In the same NEJM issue a separate op-ed, Ending Sexual Harassment in Academic Medicine, notes that only 15% of clinical chairs are women, 16% are deans of medical schools and only 1% of surgical chairs are women.

It is stated that about 50% of female medical students are subjected to sexual harassment. (A study from 1995 found the same statistics.) It is not just unwanted sexual advances that are of concern but also the organizational behaviors that “convey hostility, exclusion, or second -class status about one gender.”

Overt sexual harassment is vulgar but with recent awareness and measures it is being exposed and it is to be hoped, contained and punished.

It is the covert sexual harassment that has prevented women from achieving the same heights in academic medicine. Covert harassment is pernicious because of is subtlety and acceptance and effectiveness for its beneficiaries. The few numbers of women in leadership roles don’t lie.

What is distressing is there is no inclusion by the Academy, or in the op-ed pieces from the NEJM, concerning the harassment of nurses.
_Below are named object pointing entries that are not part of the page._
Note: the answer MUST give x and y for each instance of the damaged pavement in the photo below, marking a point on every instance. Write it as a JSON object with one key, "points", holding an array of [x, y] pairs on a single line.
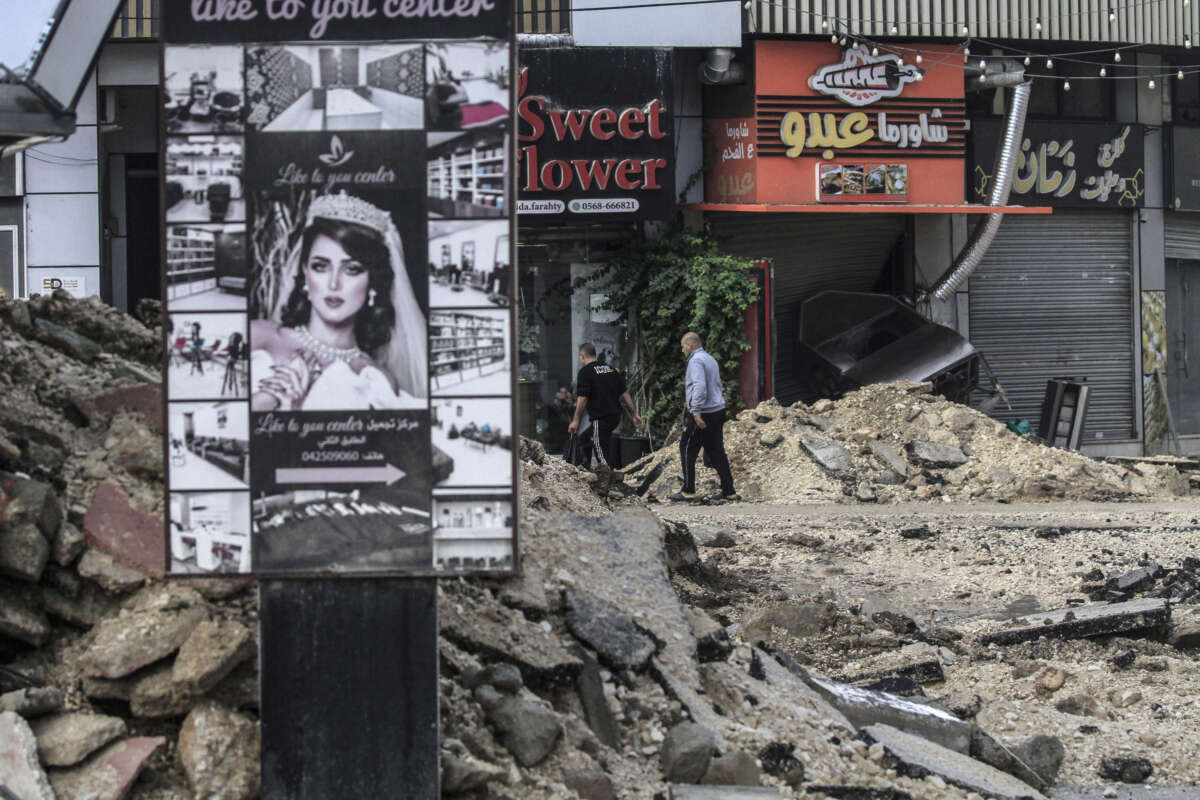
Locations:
{"points": [[876, 643]]}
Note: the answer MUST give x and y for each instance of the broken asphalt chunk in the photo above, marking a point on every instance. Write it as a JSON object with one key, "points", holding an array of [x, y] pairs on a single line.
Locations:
{"points": [[1084, 621], [917, 757]]}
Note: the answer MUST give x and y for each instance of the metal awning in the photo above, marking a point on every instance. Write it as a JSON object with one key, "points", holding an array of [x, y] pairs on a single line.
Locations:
{"points": [[864, 208]]}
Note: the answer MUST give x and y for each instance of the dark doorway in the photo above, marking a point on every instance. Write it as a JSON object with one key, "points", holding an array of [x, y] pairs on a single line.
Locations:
{"points": [[142, 215]]}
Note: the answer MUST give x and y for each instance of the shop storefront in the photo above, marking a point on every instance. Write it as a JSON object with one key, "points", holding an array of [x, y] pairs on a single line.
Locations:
{"points": [[1054, 296], [1181, 322], [821, 163], [595, 158]]}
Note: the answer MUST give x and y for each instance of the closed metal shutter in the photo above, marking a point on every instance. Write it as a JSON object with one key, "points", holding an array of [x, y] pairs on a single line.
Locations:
{"points": [[1183, 235], [810, 253], [1053, 299]]}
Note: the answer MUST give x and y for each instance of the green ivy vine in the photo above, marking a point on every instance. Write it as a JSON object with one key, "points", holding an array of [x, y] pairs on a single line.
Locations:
{"points": [[663, 288]]}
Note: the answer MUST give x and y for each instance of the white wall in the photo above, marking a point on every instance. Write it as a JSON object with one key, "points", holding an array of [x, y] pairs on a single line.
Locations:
{"points": [[63, 204]]}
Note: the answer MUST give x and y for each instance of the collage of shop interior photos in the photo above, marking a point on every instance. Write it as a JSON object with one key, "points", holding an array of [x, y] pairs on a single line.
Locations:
{"points": [[459, 94]]}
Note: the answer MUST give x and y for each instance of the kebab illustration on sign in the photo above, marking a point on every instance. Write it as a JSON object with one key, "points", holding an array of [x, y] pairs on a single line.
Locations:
{"points": [[347, 331]]}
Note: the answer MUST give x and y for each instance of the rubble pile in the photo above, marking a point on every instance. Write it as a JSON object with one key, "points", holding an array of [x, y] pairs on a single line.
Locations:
{"points": [[892, 443], [115, 683]]}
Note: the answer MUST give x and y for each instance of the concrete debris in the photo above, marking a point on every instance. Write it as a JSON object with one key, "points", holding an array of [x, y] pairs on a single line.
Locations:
{"points": [[687, 752], [19, 769], [109, 774], [219, 749], [66, 739], [919, 757], [1083, 621]]}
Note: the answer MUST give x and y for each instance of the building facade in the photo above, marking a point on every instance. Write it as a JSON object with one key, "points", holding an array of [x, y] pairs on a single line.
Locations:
{"points": [[1098, 286]]}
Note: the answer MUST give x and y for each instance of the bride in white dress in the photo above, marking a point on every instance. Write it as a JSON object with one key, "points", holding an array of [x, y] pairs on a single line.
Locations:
{"points": [[349, 334]]}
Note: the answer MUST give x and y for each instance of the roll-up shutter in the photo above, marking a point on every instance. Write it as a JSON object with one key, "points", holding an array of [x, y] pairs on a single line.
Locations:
{"points": [[1183, 235], [810, 253], [1053, 299]]}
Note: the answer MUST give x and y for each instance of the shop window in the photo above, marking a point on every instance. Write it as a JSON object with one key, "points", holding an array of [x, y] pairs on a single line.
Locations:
{"points": [[1186, 98]]}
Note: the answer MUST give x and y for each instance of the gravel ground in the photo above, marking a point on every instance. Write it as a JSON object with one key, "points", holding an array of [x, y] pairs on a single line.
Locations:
{"points": [[976, 565]]}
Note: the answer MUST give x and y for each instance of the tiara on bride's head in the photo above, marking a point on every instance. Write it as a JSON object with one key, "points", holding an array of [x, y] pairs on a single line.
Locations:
{"points": [[343, 208]]}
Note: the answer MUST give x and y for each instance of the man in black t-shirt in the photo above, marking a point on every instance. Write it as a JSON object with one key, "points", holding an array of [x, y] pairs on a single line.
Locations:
{"points": [[600, 391]]}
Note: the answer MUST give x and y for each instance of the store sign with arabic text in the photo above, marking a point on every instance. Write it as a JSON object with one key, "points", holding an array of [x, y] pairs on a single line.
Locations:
{"points": [[843, 126], [1075, 164]]}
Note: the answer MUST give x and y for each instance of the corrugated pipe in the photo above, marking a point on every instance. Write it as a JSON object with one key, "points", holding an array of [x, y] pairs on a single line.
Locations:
{"points": [[718, 67], [545, 40], [1001, 185]]}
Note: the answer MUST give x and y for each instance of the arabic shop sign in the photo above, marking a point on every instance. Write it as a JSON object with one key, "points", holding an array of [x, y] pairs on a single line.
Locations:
{"points": [[861, 79], [1185, 194], [843, 126], [594, 136], [1078, 164]]}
This seems like an unconscious form of gender bias and an “organizational climate” that got us where we are today and were in 1995. It forecasts that nothing is going to change.

Nurses are our colleagues (more so than the physician leaders who make policy) and should be included when speaking of the academic sciences. Their exclusion, by people who should know better, is unfortunate.

They appear to be invisible and marginalized.

To write in support of the nurse’s request for limiting patient numbers, I reviewed the history of the Ebola outbreak of 2014. A man exposed to the virus entered the United States under false pretenses. He became ill and was admitted to the Texas Health Presbyterian Hospital. Two nurses cared for the patient around the clock. The patient expired. Days later both nurses contracted the disease. Imagine the terror of the stricken nurses. They observed the patient die a horrible death, a fate that could, in hours, have been theirs.

Fortunately, they survived.

Dr. Thomas Friedan, the director of the CDC at that time, opined a breach of protocol led to the nurses becoming infected. At the time it struck me as an insensitive response. Later Dr. Frieden admitted the CDC was largely to blame as the nurses had followed the inadequate CDC protocol to the letter.

As I reviewed the articles from the 2014 epidemic, I came across an update on Dr. Friedan. I was stunned to see a picture of Dr. Friedan, in handcuffs, being led out of a Brooklyn police station. According to sources he was arrested for alleged forcible touching, alleged sexual abuse and alleged harassment of a woman. A plea deal was denied and his passport surrendered. He is due back in court this November.

I hope the allegations are false as I have always had faith and respect for the leaders of American medical institutions and being the director of the CDC is a pinnacle. (I was further distressed to learn that his successor had to resign from the CDC because she owned tobacco stocks.)

Perhaps I have been naive.

The articles state that culture change begins with leadership, yet the leaders of most major medical institutions are male. You are asking them to purge themselves. Until they retire, change will be slow.

But the use of Title IX to enforce compliance and tie government funding for hospitals and medical schools to that compliance would bring the glass ceiling crashing down. Money talks.

Nurses would be included in the Title IX enforcement.

Concerning nurse to patient ratios, rather than pass legislation, how about a government funded study that demonstrates the validity of the nurse’s request? If evidence -based research supports them it should not require legislation just implementation.

As a physician, I am witness to the unselfish dedication of nurses. Their heroism is similar to that of our first responders; the policemen and firemen.

It won’t be the doctors but rather the nurses who would be the first responders to Ebola or any other contagion that hits the hospitals or the country. They are as vulnerable, and brave, as the trained policemen and firemen. They should be viewed in the same light.

The CDC calls it “Ebola Hemorrhagic Fever.”

In Africa it is known as “The Nurse Killer.”